Mokrzycki completed primary school in Łukawiec and Cieszanów, and then studied at the State Agricultural Technical School in Oleszyce. After graduating from high school, he studied theology at the Catholic University of Lublin. He was ordained a priest on September 17, 1987 by Marian Jaworski, who was diocesan archbishop of Lviv at that time, based in Lubaczów. In 1991 Mokrzycki left for pastoral work in Ukraine. In 1996 he obtained a Doctorate of Sacred Theology from the Pontifical University of Saint Thomas Aquinas, Angelicum. His dissertation was entitled "La formazione sacerdotale nell'arcidiocesi di Leopoli dei Latini alla luce dei recenti documenti dopo il Concilio Vaticano II (Priestly Formation in the Archdiocese of Lviv of the Latins in light of recent documents after Vatican II).".[1]
Career
On 16 July 2007 he was appointed coadjutor archbishop of Lviv, and consecrated on 29 September 2007 by Pope Benedict XVI as principal consecrator and CardinalsTarcisio Bertone and Marian Jaworski as co-consecrators. He was one of six bishops consecrated on that day, and the first consecrated by Pope Benedict after his election as Pope. On 21 October 2008 he became Archbishop of the Roman Catholic Archdiocese of Lviv of the Latins (Ukraine) after the resignation of Cardinal Jaworski.[2] On 29 September 2007 Archbishop Mokrzycki was honoured by Lech Kaczyński, the president of Poland, with the Officer's Cross of the Order of Polonia Restituta, for outstanding services to the Polish Church, working for the Poles in Ukraine. He received the pallium from Pope Benedict in June 2009 at a traditional Mass marking the feast of the Solemnity of the Holy Apostles Saints Peter and Paul.
Criticism
According to Religion in Ukraine, on 27 September 2011, in an interview with Polonia Radio abp. Mokrzycki, the head of the Ukrainian Roman Catholics, stated that "the Greek Catholic Church has simply seized our churches." This provoked an extremely negative reaction from both the Greek Catholic and Roman Catholic communities. However, he did not apologize or refute the statement.[3]

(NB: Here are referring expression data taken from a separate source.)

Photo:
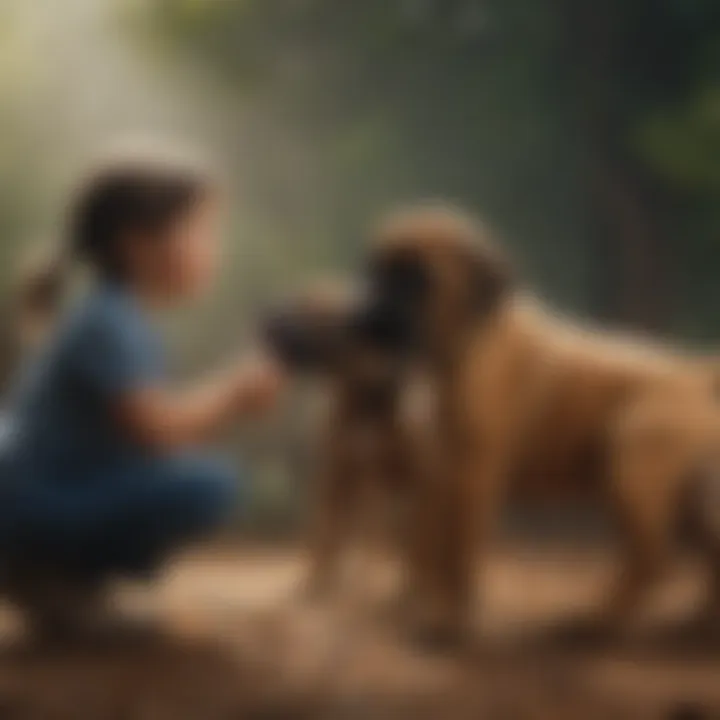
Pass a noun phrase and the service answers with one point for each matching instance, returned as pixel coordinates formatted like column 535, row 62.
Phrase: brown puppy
column 29, row 309
column 533, row 404
column 371, row 449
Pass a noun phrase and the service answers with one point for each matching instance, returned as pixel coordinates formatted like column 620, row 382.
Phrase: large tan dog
column 373, row 454
column 533, row 404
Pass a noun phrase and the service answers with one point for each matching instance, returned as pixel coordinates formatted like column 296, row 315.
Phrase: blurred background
column 586, row 133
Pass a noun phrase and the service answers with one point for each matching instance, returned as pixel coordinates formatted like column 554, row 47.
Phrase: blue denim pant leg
column 130, row 518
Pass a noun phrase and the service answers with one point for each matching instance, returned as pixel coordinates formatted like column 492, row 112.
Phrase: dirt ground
column 239, row 643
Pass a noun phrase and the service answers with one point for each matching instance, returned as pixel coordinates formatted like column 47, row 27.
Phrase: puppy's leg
column 646, row 492
column 330, row 527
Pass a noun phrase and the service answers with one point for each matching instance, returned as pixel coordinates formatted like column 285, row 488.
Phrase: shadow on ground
column 237, row 645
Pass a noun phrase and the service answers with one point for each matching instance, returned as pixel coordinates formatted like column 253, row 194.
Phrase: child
column 100, row 474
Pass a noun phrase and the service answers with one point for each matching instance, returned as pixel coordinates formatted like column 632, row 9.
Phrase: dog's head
column 315, row 334
column 310, row 332
column 433, row 274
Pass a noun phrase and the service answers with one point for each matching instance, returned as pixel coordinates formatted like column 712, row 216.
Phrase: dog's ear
column 491, row 278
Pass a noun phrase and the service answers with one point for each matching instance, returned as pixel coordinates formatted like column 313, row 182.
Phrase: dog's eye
column 402, row 275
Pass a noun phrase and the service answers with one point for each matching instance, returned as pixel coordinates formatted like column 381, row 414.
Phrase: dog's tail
column 31, row 304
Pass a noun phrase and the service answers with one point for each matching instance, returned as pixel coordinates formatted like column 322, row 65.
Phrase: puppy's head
column 433, row 274
column 316, row 334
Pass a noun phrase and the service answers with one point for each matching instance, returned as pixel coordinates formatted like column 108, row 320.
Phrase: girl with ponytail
column 100, row 476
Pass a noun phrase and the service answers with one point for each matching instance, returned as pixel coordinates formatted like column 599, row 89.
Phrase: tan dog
column 373, row 456
column 533, row 404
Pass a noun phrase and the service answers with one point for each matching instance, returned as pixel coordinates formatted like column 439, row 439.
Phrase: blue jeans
column 125, row 522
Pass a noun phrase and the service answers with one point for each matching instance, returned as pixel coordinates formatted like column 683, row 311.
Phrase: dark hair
column 125, row 197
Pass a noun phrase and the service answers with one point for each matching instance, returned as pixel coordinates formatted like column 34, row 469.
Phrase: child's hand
column 260, row 381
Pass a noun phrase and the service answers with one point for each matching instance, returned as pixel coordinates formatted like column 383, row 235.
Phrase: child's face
column 183, row 262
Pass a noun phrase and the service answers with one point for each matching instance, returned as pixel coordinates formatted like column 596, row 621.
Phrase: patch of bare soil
column 237, row 643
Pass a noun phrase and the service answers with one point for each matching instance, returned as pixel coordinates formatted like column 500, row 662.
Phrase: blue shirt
column 63, row 429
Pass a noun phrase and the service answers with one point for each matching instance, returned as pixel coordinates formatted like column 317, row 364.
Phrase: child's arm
column 162, row 419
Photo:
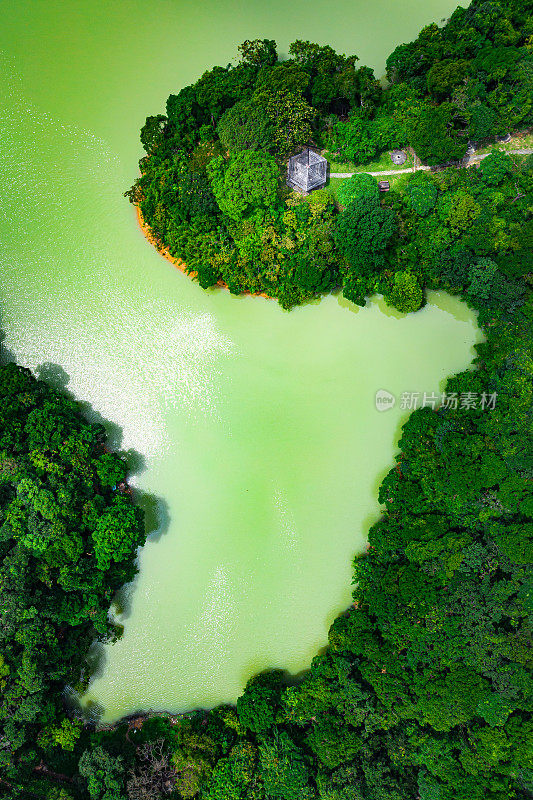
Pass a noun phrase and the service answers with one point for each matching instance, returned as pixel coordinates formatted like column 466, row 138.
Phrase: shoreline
column 179, row 263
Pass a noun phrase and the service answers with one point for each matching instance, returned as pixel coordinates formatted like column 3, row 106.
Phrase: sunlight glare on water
column 253, row 432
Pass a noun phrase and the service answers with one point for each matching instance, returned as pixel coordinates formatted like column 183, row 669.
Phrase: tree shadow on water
column 156, row 518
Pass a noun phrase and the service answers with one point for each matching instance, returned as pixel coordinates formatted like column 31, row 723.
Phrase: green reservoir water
column 253, row 431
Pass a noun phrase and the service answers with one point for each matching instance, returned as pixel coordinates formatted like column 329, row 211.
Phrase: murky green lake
column 254, row 431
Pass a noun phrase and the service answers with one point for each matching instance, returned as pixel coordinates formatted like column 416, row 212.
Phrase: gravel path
column 473, row 159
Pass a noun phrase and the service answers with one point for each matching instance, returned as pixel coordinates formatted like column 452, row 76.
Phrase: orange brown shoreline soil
column 177, row 262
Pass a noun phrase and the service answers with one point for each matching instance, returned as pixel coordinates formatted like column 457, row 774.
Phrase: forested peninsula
column 213, row 182
column 425, row 689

On 6 March 2013, Mokrzycki refused to sign a joint statement by the Catholic bishops of the Greek Catholic and Roman Catholic rites of Ukraine on the occasion of the 70th anniversary of the Volyn tragedy, blaming the tragedy on Ukrainians. The archbishop noted that the formula "we apologize and ask for forgiveness" proposed by Ukrainian Greek Catholics is unacceptable. The Ukrainian side must "apologize and beg apologize" to the Poles, but not apologizing to the Poles.[4]